When cells are infected with a virus, T lymphocytes are the ones that detect and kill infected cells. T lymphocytes kill infected cells by injecting deadly toxic materials into them through an immunological synapse.

However, T lymphocytes haven't been used properly in studies to strengthen immunity to infection or treat cancer, since researchers have failed to find a way to stabilize the immunological synapses. T lymphocytes move with a globular multi-functionalal protein called actin. The research team was able to discover how to maintain the immunological synapse after discovering the function of the TAGLN2 protein, which is produced only in T lymphocytes and strengthens the structure of the lymphocyte with the combination of actin.

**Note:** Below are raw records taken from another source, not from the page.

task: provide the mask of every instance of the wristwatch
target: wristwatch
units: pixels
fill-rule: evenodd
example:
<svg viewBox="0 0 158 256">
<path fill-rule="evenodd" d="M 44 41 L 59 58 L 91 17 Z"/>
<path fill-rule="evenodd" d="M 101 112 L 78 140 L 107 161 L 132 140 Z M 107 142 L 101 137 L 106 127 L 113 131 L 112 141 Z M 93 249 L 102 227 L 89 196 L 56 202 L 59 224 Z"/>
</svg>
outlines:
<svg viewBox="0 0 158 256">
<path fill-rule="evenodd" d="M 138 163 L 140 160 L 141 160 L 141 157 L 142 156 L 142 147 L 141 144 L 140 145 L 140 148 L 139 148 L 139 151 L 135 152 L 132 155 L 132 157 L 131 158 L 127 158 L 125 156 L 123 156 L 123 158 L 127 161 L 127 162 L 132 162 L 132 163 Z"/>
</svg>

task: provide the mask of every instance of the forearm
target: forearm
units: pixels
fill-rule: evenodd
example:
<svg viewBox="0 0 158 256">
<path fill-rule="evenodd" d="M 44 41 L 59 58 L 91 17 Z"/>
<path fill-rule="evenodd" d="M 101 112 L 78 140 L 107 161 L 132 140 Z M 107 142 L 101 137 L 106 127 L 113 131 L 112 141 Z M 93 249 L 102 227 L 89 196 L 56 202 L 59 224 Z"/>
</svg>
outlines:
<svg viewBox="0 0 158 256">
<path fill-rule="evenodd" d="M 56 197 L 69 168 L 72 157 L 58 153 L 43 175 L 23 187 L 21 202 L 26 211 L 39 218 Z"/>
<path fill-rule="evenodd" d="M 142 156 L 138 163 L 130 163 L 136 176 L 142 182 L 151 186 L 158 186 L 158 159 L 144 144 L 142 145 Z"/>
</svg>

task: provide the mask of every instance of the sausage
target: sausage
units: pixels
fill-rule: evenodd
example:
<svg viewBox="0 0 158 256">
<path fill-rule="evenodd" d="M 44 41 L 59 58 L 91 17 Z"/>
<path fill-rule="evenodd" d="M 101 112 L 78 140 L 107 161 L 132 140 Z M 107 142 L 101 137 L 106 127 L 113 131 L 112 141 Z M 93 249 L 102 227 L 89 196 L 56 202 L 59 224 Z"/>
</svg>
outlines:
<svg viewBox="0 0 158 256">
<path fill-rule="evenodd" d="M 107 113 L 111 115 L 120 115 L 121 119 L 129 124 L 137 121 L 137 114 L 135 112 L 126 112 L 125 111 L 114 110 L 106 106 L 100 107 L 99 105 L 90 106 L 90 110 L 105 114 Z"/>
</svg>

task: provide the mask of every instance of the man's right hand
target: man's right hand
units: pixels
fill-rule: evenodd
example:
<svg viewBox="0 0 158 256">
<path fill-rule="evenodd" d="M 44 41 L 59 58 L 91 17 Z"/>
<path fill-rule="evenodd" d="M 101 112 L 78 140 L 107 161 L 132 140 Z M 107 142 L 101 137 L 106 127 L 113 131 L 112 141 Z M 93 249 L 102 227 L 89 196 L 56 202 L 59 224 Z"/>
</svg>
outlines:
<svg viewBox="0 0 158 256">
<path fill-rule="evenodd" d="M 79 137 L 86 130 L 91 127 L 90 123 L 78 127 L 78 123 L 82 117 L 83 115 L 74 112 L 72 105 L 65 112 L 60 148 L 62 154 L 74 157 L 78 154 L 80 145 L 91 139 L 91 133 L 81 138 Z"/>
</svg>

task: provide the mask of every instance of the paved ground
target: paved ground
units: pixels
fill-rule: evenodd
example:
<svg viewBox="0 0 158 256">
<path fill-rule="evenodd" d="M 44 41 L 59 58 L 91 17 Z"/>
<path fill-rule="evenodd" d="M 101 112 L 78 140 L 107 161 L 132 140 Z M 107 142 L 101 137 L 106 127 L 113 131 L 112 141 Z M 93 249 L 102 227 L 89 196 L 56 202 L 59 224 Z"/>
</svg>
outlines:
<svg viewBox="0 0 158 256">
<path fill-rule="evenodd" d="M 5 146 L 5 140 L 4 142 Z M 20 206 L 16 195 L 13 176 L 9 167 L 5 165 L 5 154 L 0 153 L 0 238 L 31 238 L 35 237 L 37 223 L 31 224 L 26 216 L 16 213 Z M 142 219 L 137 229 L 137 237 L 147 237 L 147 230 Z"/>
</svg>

Animal experiments showed that a group of mice from which the TAGLN2-making gene was removed were unable to kill infected cells, even though the T lymphocytes recognized those cells. In contrast, another group with a lot of TAGLN2 protein was able to kill cells more easily, since the T lymphocytes were strongly attached to the infected cells.  

The research team is currently working to develop a peptide compound that controls the function of the TAGLN2 protein. They think that this material will help increase the body’s fight against viruses. It will also contribute to cancer treatments without rejecting the transplanted organ by the patient's immune system when toxic T lymphocytes specific for cancer cells are directly made.

Professor Jeon remarked, “This study is significant in that the original material that forms a basis for the immune response was locally discovered.” He added, “I think that it will mark a new milestone in research aimed at conquering cancer or eliminating viruses, including H1N1 and avian influenza.”